The award will fund his research on studying videos of U.S. Congressional floor speeches to evaluate how members negotiate and perform their social identities in real time, the APSA announcement said.
“The Fund for Latino Scholarship will support efforts to launch an online survey experiment in a dedicated chapter of his dissertation,” APSA wrote. “Ray is committed to public scholarship and digital storytelling.”
Lopez is the founder of Atom Laboratories, a YouTube channel that translates political science research into accessible video essays, candidate profiles, and analyses of contemporary political issues. His work bridges scholarship and practice, with the goal of broadening civic understanding and fostering inclusive political discourse. Lopez is a Stanford University, USC POIR Predoctoral Summer Institute and Ronald McNair alum.
“Ray is well-deserving of this award. He is resourceful, humble, hard-working, thoughtful, and this project fits his passion for analyzing how voters react to candidates of different backgrounds,” said MSU PLS Assistant Professor Eric Gonzalez Juenke. “More importantly, Ray’s experiments will help us understand what kinds of shortcuts voters use to think about candidates with various overlapping identities. The work helps explain representation gaps and may influence both political parties to recruit and support historically excluded candidates to run for office.”
Specifically, the scholarship will help Lopez launch an online survey experiment examining how voters respond to different types of intersectional appeals in simulated elections. This research builds on the racial priming hypothesis by applying an intersectional lens to the strategies that women of color candidates use when appealing to broad, cross-racial and socioeconomic constituencies, Lopez said.
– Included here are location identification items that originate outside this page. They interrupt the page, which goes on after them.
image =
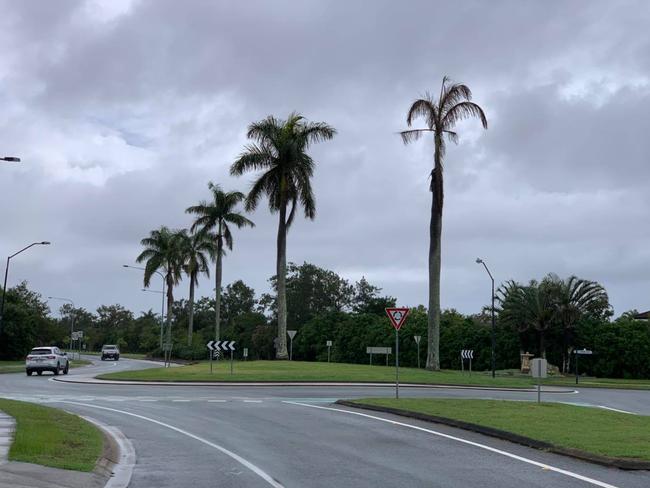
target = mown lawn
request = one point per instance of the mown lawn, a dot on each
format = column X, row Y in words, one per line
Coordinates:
column 588, row 429
column 312, row 371
column 51, row 437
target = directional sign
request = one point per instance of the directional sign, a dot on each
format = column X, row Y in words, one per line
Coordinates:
column 221, row 345
column 467, row 354
column 397, row 316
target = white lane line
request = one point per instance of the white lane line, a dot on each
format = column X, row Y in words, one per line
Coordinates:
column 571, row 474
column 258, row 471
column 616, row 410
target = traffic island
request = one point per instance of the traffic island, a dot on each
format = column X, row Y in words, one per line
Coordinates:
column 48, row 446
column 591, row 434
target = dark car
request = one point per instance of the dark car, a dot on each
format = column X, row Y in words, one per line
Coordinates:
column 110, row 352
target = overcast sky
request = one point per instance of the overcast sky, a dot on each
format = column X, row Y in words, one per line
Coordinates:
column 122, row 111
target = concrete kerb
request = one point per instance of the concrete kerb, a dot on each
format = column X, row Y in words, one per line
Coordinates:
column 118, row 459
column 612, row 462
column 95, row 381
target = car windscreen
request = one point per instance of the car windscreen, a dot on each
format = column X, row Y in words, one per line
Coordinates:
column 40, row 352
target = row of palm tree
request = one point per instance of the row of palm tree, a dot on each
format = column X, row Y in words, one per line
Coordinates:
column 189, row 252
column 279, row 150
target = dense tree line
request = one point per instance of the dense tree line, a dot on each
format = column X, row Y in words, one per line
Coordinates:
column 324, row 306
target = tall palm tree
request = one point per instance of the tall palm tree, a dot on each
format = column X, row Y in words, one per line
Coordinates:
column 196, row 250
column 214, row 216
column 576, row 298
column 163, row 251
column 279, row 150
column 440, row 115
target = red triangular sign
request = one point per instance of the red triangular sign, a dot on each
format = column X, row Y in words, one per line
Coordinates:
column 397, row 316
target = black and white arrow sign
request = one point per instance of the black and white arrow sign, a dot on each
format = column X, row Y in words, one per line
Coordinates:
column 467, row 353
column 221, row 345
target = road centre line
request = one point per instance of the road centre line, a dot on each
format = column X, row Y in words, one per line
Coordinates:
column 255, row 469
column 516, row 457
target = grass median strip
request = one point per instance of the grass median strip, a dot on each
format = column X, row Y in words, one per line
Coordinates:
column 312, row 371
column 51, row 437
column 591, row 430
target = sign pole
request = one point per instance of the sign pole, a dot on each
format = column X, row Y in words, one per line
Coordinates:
column 396, row 364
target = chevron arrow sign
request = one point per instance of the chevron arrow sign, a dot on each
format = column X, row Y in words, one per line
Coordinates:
column 221, row 345
column 467, row 354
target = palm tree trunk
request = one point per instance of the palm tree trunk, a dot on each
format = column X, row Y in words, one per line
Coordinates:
column 281, row 275
column 170, row 305
column 435, row 236
column 190, row 325
column 217, row 289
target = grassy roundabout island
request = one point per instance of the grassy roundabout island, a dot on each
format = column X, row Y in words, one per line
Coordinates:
column 588, row 430
column 261, row 371
column 312, row 371
column 51, row 437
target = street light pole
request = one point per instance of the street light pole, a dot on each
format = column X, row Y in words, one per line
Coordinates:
column 162, row 313
column 4, row 288
column 71, row 318
column 480, row 261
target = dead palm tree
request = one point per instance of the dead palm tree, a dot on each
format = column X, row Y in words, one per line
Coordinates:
column 440, row 115
column 280, row 152
column 163, row 252
column 212, row 218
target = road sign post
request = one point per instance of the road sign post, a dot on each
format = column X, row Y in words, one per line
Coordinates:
column 292, row 334
column 417, row 341
column 538, row 370
column 466, row 354
column 578, row 353
column 397, row 317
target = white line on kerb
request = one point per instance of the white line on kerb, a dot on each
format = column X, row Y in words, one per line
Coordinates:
column 592, row 481
column 258, row 471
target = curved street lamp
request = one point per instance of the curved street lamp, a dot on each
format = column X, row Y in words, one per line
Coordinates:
column 480, row 261
column 4, row 288
column 71, row 317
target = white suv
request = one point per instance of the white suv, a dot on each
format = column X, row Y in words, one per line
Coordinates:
column 46, row 359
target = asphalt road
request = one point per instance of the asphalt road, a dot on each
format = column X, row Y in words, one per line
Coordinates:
column 243, row 436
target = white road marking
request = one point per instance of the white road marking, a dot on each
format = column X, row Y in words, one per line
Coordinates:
column 616, row 410
column 548, row 467
column 258, row 471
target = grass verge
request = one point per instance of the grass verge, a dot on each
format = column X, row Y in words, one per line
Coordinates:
column 19, row 366
column 311, row 371
column 591, row 430
column 51, row 437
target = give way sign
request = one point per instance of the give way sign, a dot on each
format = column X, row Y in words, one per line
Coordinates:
column 397, row 316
Racial priming is a theory that media and campaign content can make racial attitudes more important factors in Americans’ political evaluations.
“The award is a testament to the support I’ve received from my advisor, Dr. Eric Juenke, the incredibly supportive members of my committee—Jenny, Nazita, and Matt—and from my fellow PhD colleagues, whose feedback and camaraderie constantly push my work in new directions," Lopez said. “Big thanks to APSA."